“Back the Blue” and “Black Lives Matter” protesters both rallied in front of Danvers Town Hall Thursday evening, slamming the town manager’s decision last week to force local firefighters to remove “thin blue line” flags from firetrucks.
“I was quite upset when I found out our town did that to our law enforcement, when we have one of the best law enforcement departments in the entire state,” said Rick Bettencourt, who organized the “Back the Blue” rally in response to the decision.
Last Tuesday, town manager Steve Bartha ordered the fire department to take down “thin blue line” flags that had hung on trucks for the past two years.
“The symbol has also become a form of political speech in today’s social landscape that has the power to make marginalized members of our community feel unwelcome and unsafe,” Bartha said in a statement last week.
Bettencourt rounded up hundreds of supporters to rally in front of town hall, but he soon got word that a local “Black Lives Matter” standout was scheduled for the same night, in the same location.

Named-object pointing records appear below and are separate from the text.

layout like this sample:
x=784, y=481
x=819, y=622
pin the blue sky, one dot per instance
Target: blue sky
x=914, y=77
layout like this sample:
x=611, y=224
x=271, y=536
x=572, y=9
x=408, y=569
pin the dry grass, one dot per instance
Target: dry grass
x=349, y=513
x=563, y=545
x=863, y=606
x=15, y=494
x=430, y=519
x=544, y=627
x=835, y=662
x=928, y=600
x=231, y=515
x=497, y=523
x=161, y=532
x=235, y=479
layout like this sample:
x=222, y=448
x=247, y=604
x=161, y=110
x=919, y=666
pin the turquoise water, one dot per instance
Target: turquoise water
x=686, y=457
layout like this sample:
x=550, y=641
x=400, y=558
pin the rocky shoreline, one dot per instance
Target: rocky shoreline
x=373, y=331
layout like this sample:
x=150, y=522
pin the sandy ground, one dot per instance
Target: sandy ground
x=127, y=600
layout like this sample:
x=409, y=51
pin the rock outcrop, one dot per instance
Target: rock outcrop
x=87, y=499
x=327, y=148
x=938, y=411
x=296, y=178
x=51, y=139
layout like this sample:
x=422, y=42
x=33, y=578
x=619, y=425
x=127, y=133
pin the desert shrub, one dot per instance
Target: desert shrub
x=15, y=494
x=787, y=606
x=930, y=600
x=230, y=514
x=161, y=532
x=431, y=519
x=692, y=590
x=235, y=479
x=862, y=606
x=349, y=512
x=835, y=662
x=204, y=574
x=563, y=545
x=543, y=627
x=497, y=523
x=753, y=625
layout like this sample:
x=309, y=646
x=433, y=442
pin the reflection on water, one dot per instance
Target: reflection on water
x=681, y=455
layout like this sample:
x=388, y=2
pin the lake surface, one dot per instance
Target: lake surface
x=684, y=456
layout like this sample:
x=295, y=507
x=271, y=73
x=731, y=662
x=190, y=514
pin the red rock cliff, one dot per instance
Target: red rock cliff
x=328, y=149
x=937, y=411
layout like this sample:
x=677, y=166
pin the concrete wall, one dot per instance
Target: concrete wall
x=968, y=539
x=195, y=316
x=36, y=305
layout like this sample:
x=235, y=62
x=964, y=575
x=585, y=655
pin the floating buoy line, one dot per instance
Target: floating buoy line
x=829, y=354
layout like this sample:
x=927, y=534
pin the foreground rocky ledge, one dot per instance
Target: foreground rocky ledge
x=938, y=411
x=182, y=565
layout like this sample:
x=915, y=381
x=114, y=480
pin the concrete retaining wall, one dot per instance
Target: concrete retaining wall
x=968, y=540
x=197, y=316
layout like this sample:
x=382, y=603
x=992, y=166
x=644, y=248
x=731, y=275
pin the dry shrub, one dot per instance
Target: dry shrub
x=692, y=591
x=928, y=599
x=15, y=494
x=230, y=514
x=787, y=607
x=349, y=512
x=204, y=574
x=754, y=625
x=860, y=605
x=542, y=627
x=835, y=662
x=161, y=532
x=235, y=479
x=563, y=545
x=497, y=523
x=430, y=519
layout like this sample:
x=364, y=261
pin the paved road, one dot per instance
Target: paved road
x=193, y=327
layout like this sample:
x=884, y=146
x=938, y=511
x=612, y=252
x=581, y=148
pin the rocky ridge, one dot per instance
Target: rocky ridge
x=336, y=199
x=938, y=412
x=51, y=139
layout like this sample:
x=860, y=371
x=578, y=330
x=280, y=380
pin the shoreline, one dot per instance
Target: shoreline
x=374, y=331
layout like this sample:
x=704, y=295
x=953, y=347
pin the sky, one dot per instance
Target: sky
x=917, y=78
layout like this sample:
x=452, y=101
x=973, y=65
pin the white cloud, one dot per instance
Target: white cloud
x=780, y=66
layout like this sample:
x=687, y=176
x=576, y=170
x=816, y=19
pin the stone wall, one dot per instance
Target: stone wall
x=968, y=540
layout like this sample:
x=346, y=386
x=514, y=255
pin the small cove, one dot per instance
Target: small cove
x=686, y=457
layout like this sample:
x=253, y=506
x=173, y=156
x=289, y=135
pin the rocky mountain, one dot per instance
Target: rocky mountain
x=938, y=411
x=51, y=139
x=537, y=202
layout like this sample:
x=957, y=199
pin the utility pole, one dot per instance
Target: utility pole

Not everyone got the memo. Lynn teacher Davia Moore showed up to what she thought was simply a BLM standout and was overwhelmed by the number of vocal police supporters waving enormous “thin blue line” flags and blasting music from speakers set in the beds of pickup trucks.
“It feels aggressive. It feels like people are crowding our space,” she said through tears.
“The lives of police officers mean quite a bit to me, so the feeling that I can either care about Black lives or the lives of people who serve us, feels like a really hard choice for me to make and one that I don’t think I should have to make in my community,” she said.
Bettencourt said the counterprotesters reached out to him about the scheduling conflict.
“We said, ‘You’re more than welcome to do it. I don’t think it’s a good idea to have it the same night,’ ” he told the Herald.
He said he believes removing the flag from firetrucks is an instance of misconstruing its message.
“That thin blue line’s a beacon of hope. It’s a safety blanket,” he said.
Danvers resident Emeline Walker brought a sign that said: “Blue Lives don’t exist.”
“A lot of times, rallies like this … they’re saying they’re the same thing: being Black, and being a cop. And they’re not,” she said.